O discurso da renúncia material - preceito cristão alimentado ao longo de milênios - em contraposição à pompa e circunstância que a Igreja ostenta,  no entanto, talvez seja um dos poucos pontos que põe em xeque os postulados espirituais que cercam o reino de Pedro e seus sucessores.

            E esse tem sido um ponto que tem dividido nos últimos anos a Igreja entre aqueles que a querem próxima dos pobres, retornando às suas origens, e aqueles que insistem no poder sacro imperial do Vaticano. A eleição de Francisco, o novo papa, restabelece um liame com João Paulo I, papado esse preenchido pelo hiato de João Paulo II e Bento XVI. Ambos, João Paulo I e Francisco, com uma clara noção de que a Igreja deve ser uma nave de condução espiritual de seus mais de 1 bilhão e 200 milhões de fiéis; ambos com a consciência de que a Igreja, por mais milenar que seja, está perdendo terreno para os enxames das pentecostais que, ainda que tragam no seu bojo uma prática mercantilista da fé, embalam o discurso da salvação da alma; ambos querendo que a Igreja faça da máxima de Cristo, “repartir o pão e o vinho igual para todos”, não um retórica, mas, uma prática.

            Mas a Igreja, se são verdadeiras as conclusões de Yallop em sua obra, é tão humana quanto qualquer outra instituição, com seus podres e suas virtudes. E nela sempre existiu uma queda de braço entre uma maioria dos cardeais que elegeu João Paulo I e Francisco e aquela minoria que domina os bastidores do Vaticano. Ontem Paul Marcinkus, hoje Tarciso Bertoni, este, segundo os vaticanólogos, o responsável pela renúncia de Bento de XVI que, sabendo da podridão que vai de corrupção financeira ao acobertamento de pedofilia praticada por padres em várias paróquias do mundo, não teve forças para enfrentá-lo.
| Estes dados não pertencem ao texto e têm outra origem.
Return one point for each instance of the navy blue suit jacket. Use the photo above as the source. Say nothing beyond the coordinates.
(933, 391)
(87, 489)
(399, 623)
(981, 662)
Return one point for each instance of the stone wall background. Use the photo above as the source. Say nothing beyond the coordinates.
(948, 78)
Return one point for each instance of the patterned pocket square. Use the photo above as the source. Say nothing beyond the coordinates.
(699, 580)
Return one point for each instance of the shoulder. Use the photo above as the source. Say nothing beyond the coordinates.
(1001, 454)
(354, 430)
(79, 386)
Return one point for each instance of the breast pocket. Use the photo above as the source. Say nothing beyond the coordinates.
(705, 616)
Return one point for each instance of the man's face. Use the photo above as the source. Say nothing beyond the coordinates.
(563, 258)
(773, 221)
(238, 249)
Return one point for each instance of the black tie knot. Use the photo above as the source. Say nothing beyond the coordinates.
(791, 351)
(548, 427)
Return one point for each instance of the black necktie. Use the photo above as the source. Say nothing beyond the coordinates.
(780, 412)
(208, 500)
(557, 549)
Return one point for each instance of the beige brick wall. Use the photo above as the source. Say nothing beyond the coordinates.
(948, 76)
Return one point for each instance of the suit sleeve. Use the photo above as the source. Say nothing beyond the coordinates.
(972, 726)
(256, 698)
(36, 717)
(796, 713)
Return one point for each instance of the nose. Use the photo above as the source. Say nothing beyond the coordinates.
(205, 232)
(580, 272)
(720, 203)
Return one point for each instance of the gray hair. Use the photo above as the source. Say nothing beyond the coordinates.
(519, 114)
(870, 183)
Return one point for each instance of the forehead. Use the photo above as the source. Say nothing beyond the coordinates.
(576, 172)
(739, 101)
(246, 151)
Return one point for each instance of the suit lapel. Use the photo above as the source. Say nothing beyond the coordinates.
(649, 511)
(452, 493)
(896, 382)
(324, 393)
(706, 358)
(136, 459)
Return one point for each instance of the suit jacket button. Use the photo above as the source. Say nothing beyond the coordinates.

            A eleição do Papa Francisco, nome escolhido em homenagem a São Francisco de Assis, o santo das renúncias materiais e amigo dos pobres, prometendo uma nova Igreja e novos rumos, tem uma semelhança incrível com o Papa João Paulo I. Os dois de origem humilde e com discurso da aproximação da Igreja aos mais pobres. Mas, aonde chegará a Igreja Católica com o Papa Francisco? Ler o livro Em nome de Deus, de David Yallop, parece nos transportar para um futuro previsível, quando ele diz – e assusta – que “A história do Vaticano é a história de incontáveis Papas ansiosos em fazer reformas, mas contidos e neutralizados pelo sistema. Se a Igreja em geral e a Cidade do Vaticano assim o querem, podem e conseguem influenciar e afetar drasticamente as decisões papais”. É a velha constatação de Maquiavel que nas relações de poder entre os homens, sempre prevalece a vontade da minoria articulada sobre a maioria.

            Eleito um jesuíta para comandar a maior igreja do ocidente, é de se esperar se ele vá promover as reformas que suas atitudes e discursos estão a indicar ou serão barradas por aqueles que resistem às mudanças que alcancem efetivamente o lado espiritual de 1 bilhão e 200 milhões de católicos? O Papa Francisco por certo tem mente o destino que teve João Paulo I e deve estar a meditar nas palavras de seu confrade jesuíta, o Padre Antonio Vieira, que em seu Sermão da Sexagésima” já alertava: “Nunca na Igreja de Deus houve tantas pregações, nem tantos pregadores como hoje. Pois se tanto se semeia a palavra de Deus, como é tão pouco o fruto? Não há um homem que em um sermão entre si e se resolva, não há um moço que se arrependa, não há um velho que se desengane. Que é isto? Se a palavra de Deus é tão poderosa; se a palavra de Deus tem hoje tantos pregadores, por que não vemos hoje nenhum fruto da palavra de Deus?”.

            As palavras do padre jesuíta português foram ditas não em 2.013, mas em 1.655, e nunca elas foram tão atuais.

            Se o Papa Francisco vai conseguir impor o que seu discurso está a desejar, ninguém sabe e só o tempo dirá, pois como disse o Padre Antonio Vieira, a diferença do falso para o verdadeiro profeta só se sabe quando a profecia se realiza.